Using novel fKO mice and chimeric mice with selective inactivation of A2ARs in BMDCs, our study provides compelling evidence that A2AR activity in BMDCs (not in forebrain neurons) is a critical contributor to 3-NP-induced striatal damage. We demonstrated that, whereas global inactivation of A2ARs exacerbates 3-NP-induced striatal damage and neurological behavioral deficits, selective inactivation of A2ARs in forebrain neurons does not affect either of these readouts. Importantly, selective inactivation of A2ARs in BMDCs by transplanting BMDCs from gKO mice to WT mice exacerbates 3-NP-induced striatal damage. Thus, cell-type-specific genetic inactivation of A2ARs results in identification of A2ARs in BMDCs as a critical contributor to 3-NP-induced striatal damage. These results challenge a widely accepted notion that neuronal A2ARs in the forebrain play an important role in influencing brain injury outcomes and reinforce the important role of A2ARs in BMDCs in modulating brain injury. Dissection of distinct actions by A2ARs in BMDCs and forebrain neurons will facilitate the development of A2AR-based therapeutic strategies for neurological disorders such as Huntington's and Parkinson's diseases.

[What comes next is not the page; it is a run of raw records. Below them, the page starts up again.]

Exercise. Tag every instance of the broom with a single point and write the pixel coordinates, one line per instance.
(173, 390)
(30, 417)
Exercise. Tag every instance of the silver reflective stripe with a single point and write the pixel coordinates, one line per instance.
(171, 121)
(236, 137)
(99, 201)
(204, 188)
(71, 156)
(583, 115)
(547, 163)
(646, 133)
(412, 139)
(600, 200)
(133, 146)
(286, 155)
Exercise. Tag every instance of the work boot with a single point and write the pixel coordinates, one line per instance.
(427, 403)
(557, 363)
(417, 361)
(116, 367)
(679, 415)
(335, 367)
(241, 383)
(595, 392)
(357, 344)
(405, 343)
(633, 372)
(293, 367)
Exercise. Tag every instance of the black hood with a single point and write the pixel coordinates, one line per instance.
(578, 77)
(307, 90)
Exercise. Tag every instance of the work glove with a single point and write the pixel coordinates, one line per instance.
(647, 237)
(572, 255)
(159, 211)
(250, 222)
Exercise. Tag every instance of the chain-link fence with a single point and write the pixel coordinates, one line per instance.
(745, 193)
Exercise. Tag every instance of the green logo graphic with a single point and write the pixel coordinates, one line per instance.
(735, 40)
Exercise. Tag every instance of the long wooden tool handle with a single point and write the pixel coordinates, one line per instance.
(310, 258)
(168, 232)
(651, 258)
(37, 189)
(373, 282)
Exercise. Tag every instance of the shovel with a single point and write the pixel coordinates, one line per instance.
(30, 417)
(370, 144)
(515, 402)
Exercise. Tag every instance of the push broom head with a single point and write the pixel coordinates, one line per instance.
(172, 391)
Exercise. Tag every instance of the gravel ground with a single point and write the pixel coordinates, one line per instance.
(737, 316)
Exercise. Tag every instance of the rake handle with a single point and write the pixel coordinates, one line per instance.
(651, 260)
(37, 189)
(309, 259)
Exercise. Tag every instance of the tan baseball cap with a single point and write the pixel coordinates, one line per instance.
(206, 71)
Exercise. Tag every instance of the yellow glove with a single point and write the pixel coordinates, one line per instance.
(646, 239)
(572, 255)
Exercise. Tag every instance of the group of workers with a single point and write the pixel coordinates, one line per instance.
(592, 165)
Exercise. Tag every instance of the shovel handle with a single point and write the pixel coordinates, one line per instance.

Different 3-NP intoxication outcomes in global A2AR KO mice may reflect complex actions of A2ARs in different cellular elements

Several groups, including ours, have provided results supporting the notion that A2AR antagonists reduce striatal damage induced by excitotoxicity and mitochondrial toxins (for review, see Cunha, 2005; Fredholm et al., 2005). However, several recent studies strongly suggest that A2AR modulation of brain injury is complex, depending on the nature of insults and the treatment paradigm (Blum et al., 2003b; Tebano et al., 2004). 3-NP-induced striatal damage can be exacerbated or attenuated in gKO mice, depending on the dose administered and the administration schedule (Blum et al., 2003b). Similarly, we observed that 3-NP-induced striatal damage was significantly enhanced in gKO mice (Fig. 1, Table 1), in contrast to our previous report of the attenuation in gKO mice (Fink et al., 2004). It should be noted that we used different 3-NP treatments (60–60-80–80 mg/kg at 12 h interval) compared with the regimen in the previous study (daily treatment with 50 mg/kg 3-NP at 12 h interval for 5 d). The change in treatment paradigm was attributable to the use of congenic A2AR KO mice in C57BL/6 background, which differ from the gKO mice in a mixed C57BL/6 × 129-Steel or pure 129-Steel background used in the previous study (Fink et al., 2004). However, several pilot studies using congenic A2AR KO mice with the same 3-NP paradigm used in the previous study (Fink et al., 2004) failed to produce significant striatal damage. Taking Blum's findings into consideration, we tested various 3-NP treatment paradigms and found that injection of 3-NP (the 60–60-80–80 mg/kg dose regimen at 12 h interval) resulted in clear striatal damage with <25% mortality. Using this protocol, we found that gKO mice were more susceptible to 3-NP than their WT littermates. The different effects of global A2AR inactivation in 3-NP-induced striatal damage with various treatment paradigms (the present and previous studies) may reflect complex or sometimes opposing effects of A2ARs in different cellular elements. For example, modulation of glutamate release by neuronal A2ARs and of neuroinflammation by A2ARs of the BMDCs may produce opposite outcomes of A2AR inactivation on striatal damage. Thus, it is critical to dissect out the cell-type-specific actions of A2ARs in the 3-NP intoxicated striatum before an adenosine-based therapeutic strategy can be considered.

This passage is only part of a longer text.